Die erste Route verdeutlichte zugleich den Interessenskonflikt zwischen nationalen und internationalen Agenden. Die Autobahn, die aus Nigeria kam, sollte die Grenze zu Kamerun nahe der Stadt Mamfe überqueren und das Land dann von Westen nach Osten durchziehen. Die Hauptstadt Yaoundé sollte sie dabei umgehen, und auch die größte Stadt, Douala, gleichzeitig der Hauptseehafen des Landes, lag nicht einmal in der Nähe der Fernstraße. Daher hatte die Autobahn für Kamerun selbst nur einen geringen strategischen Nutzen. Ähnlich war die Situation im Kongo, wo die Straße durch die nordöstlichen Regionen des Landes, durch bekannt schwieriges Territorium und Tausende Kilometer von der Hauptstadt Kinshasa entfernt, führen sollte. In einem Land, das etliche Abspaltungsversuche erlebt hatte, wurde die Errichtung einer Infrastruktur, welche weit entfernte Regionen miteinander verband, nicht unbedingt als Beitrag zur Einheit des Landes betrachtet. Dieser Interessenskonflikt zwischen den verschiedenen nationalen Agenden und den kontinentalen sowie den unabhängigen afrikanischen Bestrebungen sollte den Bau des Trans-African-Highway auch weiterhin behindern.
Der Trans-African-Highway
Anfang der 1970er-Jahre bestanden bereits konkrete Pläne zur Ausweitung des Autobahnnetzes, um zusätzliche transkontinentale Autobahnen miteinzubeziehen wie den Trans-West-African-Highway von Dakar nach N’Djamena (damals als Fort Lamy bekannt) und sein Gegenstück an der Küste von Nouakchott über Dakar nach Lagos, die Trans-Sahara-Straße, die die Sahara von Nordafrika nach Mali durchquert, sowie den Trans-East-African-Highway, der von Kairo, ganz im Norden des Kontinents, bis nach Gaborone, der Hauptstadt Botswanas, reicht und an der Grenze zu Südafrika liegt. Im Zuge einer ECA-African-Highway-Konferenz, die 1978 in Bangui tagte, fand nochmals eine Erweiterung statt. Dort wurde ein umfassender Plan vorgelegt, demzufolge insgesamt neun Routen den Großteil des afrikanischen Kontinents miteinander verbinden sollten.9
So ausgedehnt diese neue Landkarte jedoch erscheinen mochte, war sie doch weder neutral noch unabhängig von der Politik. Einige Beispiele sollen dies illustrieren. Die Route entlang der marokkanischen Küste von Rabat in Richtung Süden verließ die Küste in der Nähe von Agadir, erstreckte sich von dort weiter über das Atlasgebirge, machte einen kurzen Abstecher nach Algerien, in die Nähe der Stadt Tindouf, und führte dann weiter nach Mauretanien, wobei sie das Territorium der Westsahara durchquerte, wo erst 1976 ein Konflikt in Zusammenhang mit der Entkolonialisierung und Besetzung durch Marokko ausgebrochen war. Eine Straße durch die besetzte Westsahara zu planen, hätte die ECA gezwungen, Stellung in diesem innerafrikanischen Konflikt zu beziehen, entweder als Unterstützer der marokkanischen Besetzer oder für die Unabhängigkeit der Sahrauis, was die ECA beides nicht wollte.
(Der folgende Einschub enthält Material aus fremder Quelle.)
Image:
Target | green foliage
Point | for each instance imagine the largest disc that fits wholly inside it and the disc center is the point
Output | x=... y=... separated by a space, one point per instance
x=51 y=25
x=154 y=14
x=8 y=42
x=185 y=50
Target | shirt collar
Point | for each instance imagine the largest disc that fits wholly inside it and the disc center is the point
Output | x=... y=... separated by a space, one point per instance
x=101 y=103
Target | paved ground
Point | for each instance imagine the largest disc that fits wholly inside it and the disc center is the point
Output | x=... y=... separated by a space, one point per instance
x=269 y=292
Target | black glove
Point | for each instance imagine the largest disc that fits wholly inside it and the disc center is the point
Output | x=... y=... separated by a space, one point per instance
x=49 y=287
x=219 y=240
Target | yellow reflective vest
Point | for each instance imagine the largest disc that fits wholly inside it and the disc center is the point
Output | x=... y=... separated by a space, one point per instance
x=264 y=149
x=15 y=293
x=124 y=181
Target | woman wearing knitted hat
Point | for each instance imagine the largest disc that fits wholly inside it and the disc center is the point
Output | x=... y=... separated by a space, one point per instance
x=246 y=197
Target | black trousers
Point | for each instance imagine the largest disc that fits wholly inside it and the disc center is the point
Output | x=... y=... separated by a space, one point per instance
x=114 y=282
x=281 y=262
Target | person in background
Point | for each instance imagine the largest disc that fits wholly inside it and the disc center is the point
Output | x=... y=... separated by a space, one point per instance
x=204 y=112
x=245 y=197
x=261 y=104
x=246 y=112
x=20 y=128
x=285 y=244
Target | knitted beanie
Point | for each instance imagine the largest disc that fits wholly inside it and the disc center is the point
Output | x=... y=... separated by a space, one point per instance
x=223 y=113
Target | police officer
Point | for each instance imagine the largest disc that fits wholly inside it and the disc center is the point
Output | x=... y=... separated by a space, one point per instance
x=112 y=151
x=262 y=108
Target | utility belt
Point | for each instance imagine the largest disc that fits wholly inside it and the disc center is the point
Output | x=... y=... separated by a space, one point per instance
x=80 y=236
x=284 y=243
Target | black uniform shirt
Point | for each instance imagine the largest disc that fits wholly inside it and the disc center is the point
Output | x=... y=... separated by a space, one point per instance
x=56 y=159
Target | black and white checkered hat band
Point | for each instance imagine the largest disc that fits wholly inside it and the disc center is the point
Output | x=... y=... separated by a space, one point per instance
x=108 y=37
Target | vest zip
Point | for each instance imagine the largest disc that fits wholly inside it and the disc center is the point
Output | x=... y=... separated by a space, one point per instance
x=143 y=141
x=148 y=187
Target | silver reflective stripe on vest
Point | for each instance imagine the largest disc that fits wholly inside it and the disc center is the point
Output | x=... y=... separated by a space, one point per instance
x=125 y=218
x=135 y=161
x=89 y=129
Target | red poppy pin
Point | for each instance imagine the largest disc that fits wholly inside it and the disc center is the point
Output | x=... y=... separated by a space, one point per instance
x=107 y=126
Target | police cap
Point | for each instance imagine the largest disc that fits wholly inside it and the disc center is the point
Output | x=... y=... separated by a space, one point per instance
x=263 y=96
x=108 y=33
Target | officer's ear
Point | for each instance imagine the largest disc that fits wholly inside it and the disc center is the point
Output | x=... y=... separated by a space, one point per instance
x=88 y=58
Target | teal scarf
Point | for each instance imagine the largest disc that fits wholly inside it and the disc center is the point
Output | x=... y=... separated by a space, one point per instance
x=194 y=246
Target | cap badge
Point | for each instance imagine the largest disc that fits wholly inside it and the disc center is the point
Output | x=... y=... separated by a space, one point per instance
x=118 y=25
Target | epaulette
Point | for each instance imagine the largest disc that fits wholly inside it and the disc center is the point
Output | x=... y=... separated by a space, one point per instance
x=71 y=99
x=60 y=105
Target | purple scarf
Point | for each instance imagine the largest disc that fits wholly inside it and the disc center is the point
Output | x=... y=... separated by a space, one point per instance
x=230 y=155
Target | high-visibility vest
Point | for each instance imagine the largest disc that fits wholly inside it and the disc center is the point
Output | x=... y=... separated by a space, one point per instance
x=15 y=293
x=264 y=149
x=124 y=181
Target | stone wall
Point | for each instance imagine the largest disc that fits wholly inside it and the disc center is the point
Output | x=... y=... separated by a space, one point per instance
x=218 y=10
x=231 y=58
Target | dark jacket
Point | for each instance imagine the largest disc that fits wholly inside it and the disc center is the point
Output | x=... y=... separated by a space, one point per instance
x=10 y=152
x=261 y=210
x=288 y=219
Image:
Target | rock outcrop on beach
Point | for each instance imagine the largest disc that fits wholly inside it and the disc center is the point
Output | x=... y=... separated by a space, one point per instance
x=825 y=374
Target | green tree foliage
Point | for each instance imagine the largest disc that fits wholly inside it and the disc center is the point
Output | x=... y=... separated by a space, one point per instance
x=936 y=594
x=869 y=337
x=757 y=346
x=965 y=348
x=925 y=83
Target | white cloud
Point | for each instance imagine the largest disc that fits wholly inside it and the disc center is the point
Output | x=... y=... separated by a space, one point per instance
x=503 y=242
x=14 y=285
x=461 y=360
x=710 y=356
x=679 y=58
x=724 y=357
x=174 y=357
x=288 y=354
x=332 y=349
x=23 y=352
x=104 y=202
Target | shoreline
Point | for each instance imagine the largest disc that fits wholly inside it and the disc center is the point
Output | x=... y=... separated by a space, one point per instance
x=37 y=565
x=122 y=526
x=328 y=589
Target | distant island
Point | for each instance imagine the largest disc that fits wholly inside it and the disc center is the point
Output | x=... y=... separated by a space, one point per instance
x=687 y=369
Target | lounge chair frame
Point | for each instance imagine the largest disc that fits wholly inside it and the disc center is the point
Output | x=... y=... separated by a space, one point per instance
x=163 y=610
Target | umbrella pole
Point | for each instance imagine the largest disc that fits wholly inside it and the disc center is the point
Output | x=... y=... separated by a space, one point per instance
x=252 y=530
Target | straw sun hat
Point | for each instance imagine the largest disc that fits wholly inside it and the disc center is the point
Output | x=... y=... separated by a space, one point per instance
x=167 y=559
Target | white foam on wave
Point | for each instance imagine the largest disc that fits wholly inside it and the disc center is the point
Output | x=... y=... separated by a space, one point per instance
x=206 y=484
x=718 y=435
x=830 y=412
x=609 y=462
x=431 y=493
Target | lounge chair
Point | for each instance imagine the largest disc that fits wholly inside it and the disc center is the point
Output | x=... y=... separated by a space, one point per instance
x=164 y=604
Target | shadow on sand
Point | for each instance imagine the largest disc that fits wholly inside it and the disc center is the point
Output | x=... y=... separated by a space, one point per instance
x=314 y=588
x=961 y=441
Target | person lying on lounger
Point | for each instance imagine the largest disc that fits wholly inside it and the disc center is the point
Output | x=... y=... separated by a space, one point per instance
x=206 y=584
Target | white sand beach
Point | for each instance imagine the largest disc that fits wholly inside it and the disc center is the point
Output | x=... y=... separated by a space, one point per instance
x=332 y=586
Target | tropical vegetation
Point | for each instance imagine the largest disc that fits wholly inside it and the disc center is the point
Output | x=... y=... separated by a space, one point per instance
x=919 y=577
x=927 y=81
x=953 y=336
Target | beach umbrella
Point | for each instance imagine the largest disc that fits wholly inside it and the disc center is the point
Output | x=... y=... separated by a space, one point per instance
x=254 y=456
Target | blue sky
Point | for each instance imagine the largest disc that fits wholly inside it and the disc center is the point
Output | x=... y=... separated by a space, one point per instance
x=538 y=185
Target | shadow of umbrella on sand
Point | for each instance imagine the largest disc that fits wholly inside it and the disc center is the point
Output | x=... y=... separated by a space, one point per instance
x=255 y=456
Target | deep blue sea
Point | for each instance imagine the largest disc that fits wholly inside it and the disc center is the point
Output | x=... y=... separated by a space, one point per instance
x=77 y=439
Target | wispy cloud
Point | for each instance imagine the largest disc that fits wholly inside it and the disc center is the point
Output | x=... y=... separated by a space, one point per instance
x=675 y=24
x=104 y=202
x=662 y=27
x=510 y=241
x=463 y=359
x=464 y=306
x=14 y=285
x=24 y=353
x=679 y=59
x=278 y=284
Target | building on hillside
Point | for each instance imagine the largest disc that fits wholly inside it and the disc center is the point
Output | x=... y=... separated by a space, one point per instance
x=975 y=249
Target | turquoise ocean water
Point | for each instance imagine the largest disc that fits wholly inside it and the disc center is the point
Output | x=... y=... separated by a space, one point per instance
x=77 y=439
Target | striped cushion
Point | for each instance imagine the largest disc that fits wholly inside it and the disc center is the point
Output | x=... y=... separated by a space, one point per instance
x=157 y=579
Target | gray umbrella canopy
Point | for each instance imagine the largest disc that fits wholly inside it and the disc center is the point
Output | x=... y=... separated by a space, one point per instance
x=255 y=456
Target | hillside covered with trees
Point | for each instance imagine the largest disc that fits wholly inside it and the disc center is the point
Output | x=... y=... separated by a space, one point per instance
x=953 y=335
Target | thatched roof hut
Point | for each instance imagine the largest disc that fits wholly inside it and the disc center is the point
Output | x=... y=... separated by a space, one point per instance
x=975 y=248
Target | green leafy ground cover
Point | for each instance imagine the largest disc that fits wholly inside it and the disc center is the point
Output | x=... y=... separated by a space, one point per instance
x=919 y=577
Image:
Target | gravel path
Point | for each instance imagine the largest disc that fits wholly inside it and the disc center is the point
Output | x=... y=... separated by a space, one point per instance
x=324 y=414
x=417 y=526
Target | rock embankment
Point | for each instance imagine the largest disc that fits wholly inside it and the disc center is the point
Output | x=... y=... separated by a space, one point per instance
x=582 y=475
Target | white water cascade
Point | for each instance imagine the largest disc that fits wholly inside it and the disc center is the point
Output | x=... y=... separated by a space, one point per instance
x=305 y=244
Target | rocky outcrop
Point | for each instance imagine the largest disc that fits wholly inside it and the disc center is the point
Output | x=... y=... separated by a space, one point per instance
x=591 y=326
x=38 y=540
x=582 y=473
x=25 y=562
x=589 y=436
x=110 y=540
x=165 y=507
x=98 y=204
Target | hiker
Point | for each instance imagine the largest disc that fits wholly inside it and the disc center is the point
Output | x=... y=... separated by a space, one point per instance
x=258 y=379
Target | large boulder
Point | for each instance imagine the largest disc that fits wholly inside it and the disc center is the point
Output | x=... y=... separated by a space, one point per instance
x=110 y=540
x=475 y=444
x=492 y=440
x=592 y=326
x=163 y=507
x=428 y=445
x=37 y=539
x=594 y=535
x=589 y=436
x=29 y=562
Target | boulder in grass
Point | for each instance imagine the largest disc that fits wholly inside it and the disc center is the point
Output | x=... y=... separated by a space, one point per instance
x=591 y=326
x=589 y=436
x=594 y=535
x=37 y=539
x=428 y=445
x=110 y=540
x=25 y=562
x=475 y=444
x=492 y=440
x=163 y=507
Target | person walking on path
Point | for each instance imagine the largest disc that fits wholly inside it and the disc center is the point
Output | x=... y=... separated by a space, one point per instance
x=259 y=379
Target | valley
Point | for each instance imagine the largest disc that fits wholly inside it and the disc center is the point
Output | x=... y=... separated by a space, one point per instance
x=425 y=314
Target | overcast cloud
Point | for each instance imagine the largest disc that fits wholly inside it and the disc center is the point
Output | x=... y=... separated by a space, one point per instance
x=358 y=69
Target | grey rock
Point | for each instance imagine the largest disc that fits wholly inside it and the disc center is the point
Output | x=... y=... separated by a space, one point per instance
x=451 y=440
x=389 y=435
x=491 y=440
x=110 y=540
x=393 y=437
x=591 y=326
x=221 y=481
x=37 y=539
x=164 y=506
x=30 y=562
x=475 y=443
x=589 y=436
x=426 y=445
Es war auch kein Zufall, dass die Routen der Highways kurz vor der Grenze Südafrikas endeten, wo eine Minderheitsregierung immer noch uneingeschränkt das Apartheid-Regime durchsetzte. Andererseits hatte das portugiesischsprachige Afrika eben erst seine Unabhängigkeit erlangt, und zwar in blutigen Kriegen, die rasch in Bürgerkriege ausarten sollten – im Fall Angolas zu einem, der mehrere Jahrzehnte andauerte. Sogar das Ende der Minderheitsregierung in Zimbabwe (damals Südrhodesien) zeichnete sich bereits ab, weshalb die neueste Route nun eine Anbindung Angolas, Mosambiks und Zimbabwes an das System des Trans-African-Highway vorsah. Der Masterplan für diese Autobahn ist demzufolge ebenso sehr das Ergebnis einer strategischen Planung wie der Bewältigung politischer Entwicklungen.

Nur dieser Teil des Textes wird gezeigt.